Shooters have the right to pursue their sport on public lands, just like anyone else who enjoys such places. One answer to the problem would be to stop closing existing shooting facilities and to encourage development of new shooting facilities in areas that don’t have them.
Publish the number of suicides
I enjoyed John Costa’s musing on Dec. 22, about Alysha Colvin’s sad and tragic suicide. An old friend of mine who is the chaplain for the Sheriff’s Office told me that suicides in the county are very common. And yet this fact is kept from the public. While the public is deliberately educated about annual homeless counts, we are deliberately kept in the dark about annual suicide numbers. Why? Is it because the powers that be don’t want the public to know how sick and despairing our community is? I suspect this is the reason.

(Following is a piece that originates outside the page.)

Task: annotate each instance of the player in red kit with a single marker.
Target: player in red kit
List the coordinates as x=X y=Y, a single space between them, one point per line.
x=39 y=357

I believe they don’t want us asking the probing questions such as: Why are families collapsing in America? Why is depression at an epidemic level? Why are kids estranged from their parents in record numbers and husbands from wives? Because if we ask these questions, maybe we’ll discover that all is not well. Maybe we’ll discover that it takes more than a village to raise a child. It takes a strong family. And it takes the fear and love of God. So, I call on The Bulletin to begin publishing the number of suicides each year. Maybe this is a problem our society can and should examine and address.
Chudowsky doesn’t understand amendment
I observed, with some concern, the description that Bend City Councilor Victor Chudowsky recently provided to The Bulletin of the Citizen’s United court decision and Move to Amend. His point of view represents a clear misunderstanding.
The constitutional amendment that Bend City Council has been asked to support in essence says that corporations are not people, and money is not speech. Chudowsky’s statement that “the United States needs to protect all types of free speech” clearly misses the point.
The amendment would leave in place full protection for all types of speech. What would change, rather, is the volume of speech. Corporate and other special interest speech, driven since the Citizens United decision by billions and billions of dollars of untraceable “black money,” would once again be regulated and restricted.
The big money voices, which are far too loud, now drown out the voices of real people like you and me. The unregulated flow of money into our political processes profoundly corrupts the system of government. Move to Amend would level the playing field, finally. We must return to governance that is “of the people, by the people and for the people.” Be proud that the state of Oregon had the wisdom to pass a resolution in favor of Move to Amend this past July, the 16th state to do so.